Priceline (PCLN) shares were down nearly 15% in early trading Wednesday a day after the company late Tuesday issued weak Q3 guidance, though its Q2 earnings crushed analyst forecasts.
The cautious Q3 outlook was driven by economic fears, mostly about Europe, where Priceline does the biggest chunk of its business. Also, Priceline's Q2 revenue narrowly missed estimates, as we reported.
And rival Orbitz Worldwide (OWW) was down nearly 20% early Wednesday after it, too, gave a weak outlook it blamed on macro economic fears.
Priceline.com, the online travel agency, posted a higher quarterly profit on Tuesday, but its shares slumped 15% in extended trading as it said...
Priceline.com, the online travel agency, posted a higher quarterly profit on Tuesday, but its shares slumped 15% in extended trading as it said... View Enlarged Image
Norwalk, Conn.-based Priceline late Tuesday said it earned $7.85 a share minus special items, up 43% from the year-earlier quarter and 49 cents above the consensus estimate of 22 analysts polled by Thomson Reuters.
Revenue rose 20% to $1.33 billion, just shy of analyst views of $1.35 billion.
For the current quarter, Priceline expects to earn $11.10 to $12.10 a share, excluding items, on revenue of $1.58 billion to $1.67 billion. Analysts were expecting $12.10 and nearly $1.8 billion.
JPMorgan analyst Doug Anmuth said in a research note that Priceline's Q2 results and Q3 guidance were disappointing overall "as the company is feeling greater effects from a worsening macro environment in Europe."
Anmuth noted that despite posting 44% growth in currency-neutral international bookings in Q2, Priceline didn't exceed the high end of guidance for the first time in nearly four years.
But Anmuth blames the sluggish global economy. "Therefore, we do not view current trends as thesis-changing," he said in his note.
Anmuth is keeping his overweight rating and a 2013 year-end price target on Priceline of 650. The stock is trading near 582.30.
Nomura Securities International analyst Brian Nowak said in a research note that Q3 guidance and Q2 international bookings disappointed. He also noted that U.S. bookings rose only 5% in Q2 vs. analyst expectations of 9%.
"We continue to like (Priceline's) global share-gaining model, but remain on the sidelines until we can find a more material source (or region) of incremental earnings upside," Nowak wrote.

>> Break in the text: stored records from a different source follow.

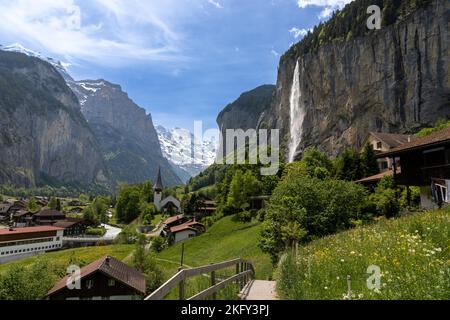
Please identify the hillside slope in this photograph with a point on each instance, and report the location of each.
(225, 240)
(44, 138)
(126, 134)
(412, 253)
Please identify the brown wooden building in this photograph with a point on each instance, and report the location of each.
(425, 162)
(104, 279)
(73, 227)
(48, 217)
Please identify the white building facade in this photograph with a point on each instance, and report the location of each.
(20, 243)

Nowak maintained his neutral rating on the stock, but lowered his price target to 700 from 740.
Priceline rival Expedia (EXPE) jumped late last month when it issued Q2 results that beat,as we reported. Expedia spinoff TripAdvisor (TRIP), which offers user-generated reviews, tumbled last month on its results. Shares of both companies fell more than 4% in early Wednesday trading.
Orbitz early Wednesday reported lowered profit for Q2 and lowered its full-year outlook, like Priceline citing macro economic concerns, as Reuters reported.
As for Priceline, the company late Tuesday also announced a tie-up with China'sCtrip.com International (CTRP) . Under the agreement, Ctrip, which mostly serves domestic Chinese travelers, can reach Priceline unit Booking.com's global portfolio of over 235,000 participating hotels through Ctrip's hotel reservation services. This means that Booking.com's hotel inventories will be offered in addition to the hotels already in Ctrip's hotel reservation service. Analysts say the deal is Priceline's most serious effort to date to tap consumers in China's burgeoning travel market.